Isolation and morphology of strain MBT-A4T
Bryozoan samples were taken in August 1999 by divers from the south pier of the entrance harbour of the island Helgoland. Sampling depth was 7 m and samples were placed directly into polyethylene bags containing seawater from the local site. The temperature of the seawater was 17·5 °C. Samples of Bugula plumosa were washed three times for 30 min in sterile artificial sea water (Sea Salts; Sigma). For extraction of bacteria from the surface of a Bugula plumosa colony, samples (1 g) were placed into a sterile plastic bag (Seward Medical) containing 9 ml artificial seawater, and treated in a Stomacher Lab blender (Seward Medical) twice for 120 s at the highest speed. Aliquots of the resultant bacterial suspension were used as the inoculum for an enzyme screening. The L-serine basal medium used for screening experiments consisted of L-serine, 3 g l-1; Sea Salts, 34·3 g l-1; 1 ml l-1 trace element solution containing (l-1): 0·1 g ZnSO4.7H2O, 0·03 g MnCl2.4H2O, 0·3 g H3BO3, 0·2 g CoCl2.2H2O, 0·01 g CuCl2.2H2O, 0·02 g NiCl2.6H2O, 0·03 g Na2MoO4.2H2O; 1 ml l-1 vitamin solution containing (l-1): 60 mg m-inosite, 30 mg calcium pantothenate, 6·0 mg thiamin.HCl (B1); 150 µg pyridoxol.HCl (B6), 30 µg biotin. Experiments were performed in microplates (TechnoPlastic). L-Serine minimal medium (200 µl) was inoculated with 4 µl bacterial suspension extracted from Bugula plumosa. The plate was incubated at 37 °C using an Eppendorf thermal shaker. After 6 days, growth was observed in some wells, and strains able to use L-serine as their sole energy source were subcultured on L-serine basal agar medium to obtain pure cultures.
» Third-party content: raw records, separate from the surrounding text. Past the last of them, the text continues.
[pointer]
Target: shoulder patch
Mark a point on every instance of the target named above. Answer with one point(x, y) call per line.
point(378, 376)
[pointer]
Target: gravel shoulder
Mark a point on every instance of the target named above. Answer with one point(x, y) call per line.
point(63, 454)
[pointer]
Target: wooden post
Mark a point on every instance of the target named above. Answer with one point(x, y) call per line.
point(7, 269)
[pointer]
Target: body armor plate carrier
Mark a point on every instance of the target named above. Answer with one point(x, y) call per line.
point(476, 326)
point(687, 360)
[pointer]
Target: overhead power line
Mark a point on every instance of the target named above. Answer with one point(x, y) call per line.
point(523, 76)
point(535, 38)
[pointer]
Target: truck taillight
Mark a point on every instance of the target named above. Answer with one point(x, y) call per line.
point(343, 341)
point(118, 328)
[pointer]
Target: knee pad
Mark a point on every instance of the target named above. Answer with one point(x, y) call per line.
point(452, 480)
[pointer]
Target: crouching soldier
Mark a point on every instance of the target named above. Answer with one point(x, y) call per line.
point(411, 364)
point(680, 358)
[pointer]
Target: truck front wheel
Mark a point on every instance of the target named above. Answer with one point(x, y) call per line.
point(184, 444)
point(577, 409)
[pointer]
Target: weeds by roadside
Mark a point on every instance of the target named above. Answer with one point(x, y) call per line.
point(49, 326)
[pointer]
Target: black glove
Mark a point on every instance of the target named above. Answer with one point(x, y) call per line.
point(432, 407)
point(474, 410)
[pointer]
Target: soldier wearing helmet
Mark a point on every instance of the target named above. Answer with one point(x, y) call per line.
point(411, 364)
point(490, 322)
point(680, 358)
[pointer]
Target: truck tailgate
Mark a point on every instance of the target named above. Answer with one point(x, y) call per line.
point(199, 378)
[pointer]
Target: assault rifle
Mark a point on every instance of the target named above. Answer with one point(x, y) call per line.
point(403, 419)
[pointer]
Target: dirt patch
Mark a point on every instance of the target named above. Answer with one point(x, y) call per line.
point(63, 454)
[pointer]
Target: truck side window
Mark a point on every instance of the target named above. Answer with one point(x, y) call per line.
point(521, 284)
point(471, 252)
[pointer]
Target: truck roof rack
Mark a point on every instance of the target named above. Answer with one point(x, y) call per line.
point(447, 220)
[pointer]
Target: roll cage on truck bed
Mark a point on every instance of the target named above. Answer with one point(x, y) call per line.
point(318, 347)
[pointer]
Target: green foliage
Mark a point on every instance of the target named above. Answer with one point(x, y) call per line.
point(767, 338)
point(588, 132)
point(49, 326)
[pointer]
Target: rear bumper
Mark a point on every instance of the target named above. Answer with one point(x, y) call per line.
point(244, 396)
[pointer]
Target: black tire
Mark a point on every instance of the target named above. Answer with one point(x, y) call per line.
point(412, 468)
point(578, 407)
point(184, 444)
Cells of strain MBT-A4T were Gram-negative, non-spore-forming, aerobic, non-motile and catalase- and oxidase-positive. They were able to grow on marine agar (Difco), forming smooth, circular, colourless to creamy white colonies which were 1–2 mm in diameter. Strain MBT-A4T was capable of aerobic growth on L-serine as the sole carbon and nitrogen source, and produced an L-serine dehydratase (EC 4.2.1.13). This enzyme catalyses the irreversible non-oxidative deamination of L-serine to equimolar amounts of pyruvate and ammonia. The name dehydratase originates from the first partial reaction, which is a dehydration. This 
-elimination is followed by the tautomerization of the aminoacrylate and hydrolysis of the resulting imine.
Microscopy
Cells were observed by using an Olympus BH-2 microscope equipped with phase-contrast optics. Furthermore, bacteria grown on liquid broth (yeast extract/peptone medium, see Physiological characteristics) were adsorbed onto a sterile filter after reaching the mid-exponential growth phase, and fixed with 3 % glutaraldehyde in cacodylate buffer (0·1 M, pH 7·2) for 1 h at room temperature (Robinson et al., 1984). The samples were washed, dehydrated with a graded series of ethanol, critical-point-dried and sputter-coated with a gold film; samples were then examined in a Digital Scanning Microscope DSM 940 (Zeiss). Cells were cocci and short rods, 0·5–1x0·7–1 µm in size (Fig. 1) and grew as single cells or as pairs to short chains. Aggregation was observed in cultures grown in minimal medium.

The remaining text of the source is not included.